Al final de la segunda noche los jinetes habían llegado al extremo oriental del Mar Maligno, y estaban a un día de cabalgada de la encrucijada donde el Camino de los Esclavistas se encontraba con el Camino de la Lanza, que se dirigía al norte, hacia los Desiertos del Caos. La ración de
barvalk
se había ido haciendo más generosa en cada descanso, y Malus descubrió que estaba acostumbrándose al sabor. No le aliviaba los dolores de la cabalgada interminable, pero hacía que le resultaran ligeramente más tolerables. Mientras los jinetes comían y descansaban, Malus resistió las exigencias de sueño de su cuerpo y dedicó el tiempo a organizar cuidadosamente las bolsas. Rebuscó en la alforja donde estaban ocultas tres de las reliquias del demonio, y sacó el paquete que contenía el Idolo de Kolkuth.

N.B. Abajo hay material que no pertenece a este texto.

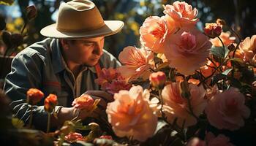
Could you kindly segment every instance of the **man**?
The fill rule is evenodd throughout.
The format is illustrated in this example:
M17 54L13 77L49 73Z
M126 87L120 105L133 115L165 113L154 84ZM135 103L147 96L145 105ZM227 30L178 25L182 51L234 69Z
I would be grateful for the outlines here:
M4 89L12 100L10 105L15 115L26 123L29 121L30 105L26 103L26 94L31 88L40 89L45 96L57 95L60 106L56 108L58 119L51 118L52 127L78 113L71 104L74 98L86 91L94 98L101 98L100 104L105 108L113 97L95 91L99 88L94 79L100 68L120 66L103 50L103 45L105 36L120 31L123 26L121 21L103 20L94 4L89 0L62 3L56 23L41 30L40 33L48 38L28 47L13 59ZM34 108L33 124L37 128L45 129L47 113L43 100L39 105ZM83 120L84 114L80 113L79 118Z

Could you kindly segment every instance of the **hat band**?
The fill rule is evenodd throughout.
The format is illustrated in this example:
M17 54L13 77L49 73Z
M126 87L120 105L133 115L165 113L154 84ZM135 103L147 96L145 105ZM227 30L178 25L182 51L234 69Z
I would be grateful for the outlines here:
M78 28L75 28L75 29L70 29L70 28L59 28L56 27L56 29L59 31L63 31L63 32L74 32L74 33L77 33L77 32L83 32L83 31L96 31L96 30L98 30L98 29L100 29L101 28L102 28L103 26L105 26L104 21L102 23L100 23L100 25L97 25L97 26L99 26L99 27L94 27L94 26L91 26L91 27L87 27L87 28L82 28L82 29L78 29Z

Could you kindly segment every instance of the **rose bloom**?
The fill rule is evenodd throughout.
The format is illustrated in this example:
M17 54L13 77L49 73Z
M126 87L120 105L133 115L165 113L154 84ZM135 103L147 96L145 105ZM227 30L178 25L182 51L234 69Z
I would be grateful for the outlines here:
M194 84L189 84L190 96L190 104L193 112L199 116L206 106L206 100L204 99L206 91L203 85L197 87ZM188 107L188 101L181 95L179 82L172 82L166 85L162 92L164 101L164 112L167 117L167 120L173 123L178 118L177 124L182 127L185 121L184 127L196 124L197 119L190 113Z
M244 126L244 118L249 116L249 109L244 105L244 96L231 87L211 97L206 108L211 125L219 129L234 131Z
M244 52L244 59L246 61L252 61L256 53L256 35L253 35L251 38L245 38L240 43L239 48Z
M77 132L70 132L68 135L65 136L65 140L69 142L75 142L77 140L83 140L82 134Z
M98 78L95 80L95 82L100 85L102 90L105 90L105 86L118 76L121 76L121 74L117 69L112 67L109 69L104 68L99 73Z
M175 1L173 5L164 6L164 13L172 18L179 27L195 25L199 20L195 18L198 11L185 1Z
M215 23L206 23L203 31L208 36L215 38L222 32L222 26Z
M149 76L149 80L153 87L162 88L166 81L166 75L163 72L153 72Z
M27 101L33 105L37 104L44 97L44 93L36 88L30 88L26 92Z
M157 117L149 107L149 91L139 85L115 93L115 101L108 104L106 112L118 137L132 137L144 142L153 136Z
M219 36L220 39L222 40L225 46L228 46L231 43L233 43L236 40L236 37L230 36L230 32L222 32ZM219 39L219 38L214 38L210 39L212 45L215 47L222 47L222 44Z
M82 94L80 97L75 99L72 105L77 109L89 110L94 104L94 99L88 94Z
M118 68L121 76L129 78L129 80L138 77L148 78L150 74L148 69L152 66L154 53L144 48L138 49L132 46L124 48L120 53L118 59L123 64Z
M200 70L203 77L209 77L214 71L214 65L211 61L208 60L207 64L200 67Z
M45 110L51 112L57 104L57 96L50 93L45 99Z
M211 43L195 28L182 28L167 42L172 43L168 43L165 55L169 61L169 66L176 67L178 72L192 74L206 64Z
M165 40L168 33L173 33L176 29L174 21L168 23L165 17L150 16L143 22L140 28L141 44L153 52L163 53Z
M208 132L205 141L195 137L189 141L187 146L233 146L229 141L230 139L223 134L215 137L211 132Z

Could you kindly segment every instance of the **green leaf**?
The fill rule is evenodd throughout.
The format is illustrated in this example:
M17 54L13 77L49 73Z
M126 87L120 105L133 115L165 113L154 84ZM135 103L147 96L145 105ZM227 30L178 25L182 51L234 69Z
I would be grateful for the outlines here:
M225 50L222 47L213 47L211 48L210 54L225 58L228 55L229 52L230 50L226 47L225 47Z
M0 1L0 4L10 6L13 4L14 0L1 0Z
M216 74L215 76L214 76L212 77L212 80L211 80L211 84L214 85L215 85L217 82L218 82L219 80L225 79L227 76L223 74Z
M231 71L232 71L233 69L228 69L225 71L224 71L222 74L225 74L225 75L227 75Z

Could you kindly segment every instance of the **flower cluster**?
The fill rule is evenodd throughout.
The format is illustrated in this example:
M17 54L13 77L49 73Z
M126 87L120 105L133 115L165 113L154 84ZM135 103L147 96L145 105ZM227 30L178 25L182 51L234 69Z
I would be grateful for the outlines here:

Cuando lo colocó encima del resto del contenido de la alforja, sintió la frialdad de la figura de latón a través de las capas de gastada tela. Durante el día de viaje había forjado un plan para escapar. Una vez que los infinitos lo llevaran al interior de la Fortaleza de Hierro, esperaría hasta el último momento antes de coger el ídolo y usar su poder para transportarse lejos de sus captores. Tenía la certeza de que dentro de la fortaleza podría encontrar abundantes escondrijos desde los que comenzar la búsqueda del Amuleto de Vaurog.